One of those supporting new legislation is acid attack victim Resham Khan.
She and a cousin had a noxious substance thrown in their faces in Beckton as they drove to her 21st birthday party in June, and both suffered life-changing injuries. Resham has backed a petition calling for a ban on buying acid without a licence, which has gathered half a million signatures.
In a letter to MPs on the change.org website, she said: “The person who attacked me didn’t want to just take away my face, he wanted to burn all aspects of my life. For this, I ask that the UK government introduce stricter punishment for those who choose to scorch innocent people.”
The consensus among experts is that strong acids, such as drain unblocker, should only be sold to those with a licence, and other household cleaning products should be available only to over 18s.
This would require a change in the law.
Offences London-wide almost doubled from 2015 to 2016.
Havering had 108 acid attacks from 2010 to March 2017 - the third highest number in the capital.
Det Supt West told the Recorder the Met is treating corrosive crime as seriously as gun and knife crime.
“The injuries are just horrific,” he said. “They will not be easily hidden by victims and it’s practically a life sentence for them. So that keeps all our minds focused in regard to the work that we’re doing.”
The Met chief is involved with senior officers, the Home Office and the British Retail Consortium on a piece of work to try and introduce voluntary agreements on the sale of corrosive substances.
An update on this is due in December and could be a precursor to a change in the law.
Hexeal Chemicals, the company that supplied the drain unblocker, said it would withdraw the product from market once current stocks are sold out.
Amazon declined to comment.
NEXT WEEK: Met chief reveals why acid is now a weapon of choice and how the force is tackling corrosive crime
Council takes a tough stance
Havering Council has vowed to work with police and retailers in the borough to take a tough stance on acid crime.
Cllr Osman Dervish, cabinet member for community safety, said: “These are hideous offences and I’m pleased to see that there are harsher sentences for those who carry out such a callous and terrible crime.
“We will be working with borough retailers and partners around the suspicious sales of corrosive substances.

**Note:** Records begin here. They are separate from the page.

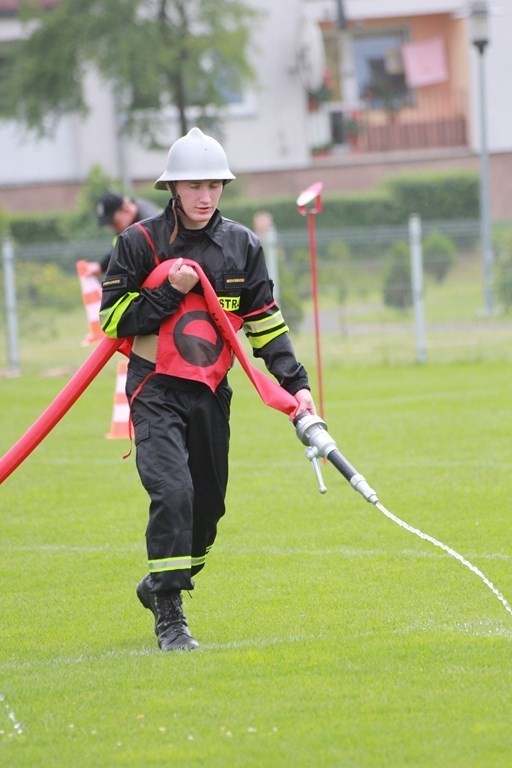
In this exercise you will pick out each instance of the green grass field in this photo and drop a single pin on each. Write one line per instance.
(329, 635)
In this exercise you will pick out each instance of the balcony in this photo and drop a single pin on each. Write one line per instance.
(429, 121)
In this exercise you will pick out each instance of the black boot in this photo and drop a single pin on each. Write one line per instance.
(171, 626)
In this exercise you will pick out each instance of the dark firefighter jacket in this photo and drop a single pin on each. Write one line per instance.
(231, 257)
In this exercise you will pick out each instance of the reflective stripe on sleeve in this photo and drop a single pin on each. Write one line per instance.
(109, 318)
(261, 330)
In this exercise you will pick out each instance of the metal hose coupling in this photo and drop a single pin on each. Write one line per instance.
(312, 432)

“Thankfully, we haven’t had any of these incidents in local bars and nightclubs. However, we are working with the Metropolitan Police to host borough-wide seminars that will provide guidance for bars and nightclubs in Havering.”
Acid attacks: The figures
- Havering had the third highest number of acid attacks in London from 2010 to 2017, after Newham and Barking and Dagenham.
- Over this period there were 108 attacks involving corrosive fluids in the borough.
- And the number of attacks in the borough increased three-fold from seven in 2015 to 25 in 2016.
- London-wide, there were 454 acid attacks last year.
- Attacks in Havering include:
- In 2013 Liam Sibbons, 16, turned up on the doorstep of Tara Quigley’s home in Romford and squirted industrial acid at her. She suffered burns to her right arm, shoulder, chest, neck and face. It is thought the attack was a case of mistaken identity.
- This year the Recorder reported on seven acid attacks in three weeks in February, including one that left a man fearing he would lose the sight in his left eye. Attacks are understood to have taken place across the borough, including in McDonald’s, South Street, Romford and on a roadside in Rainham.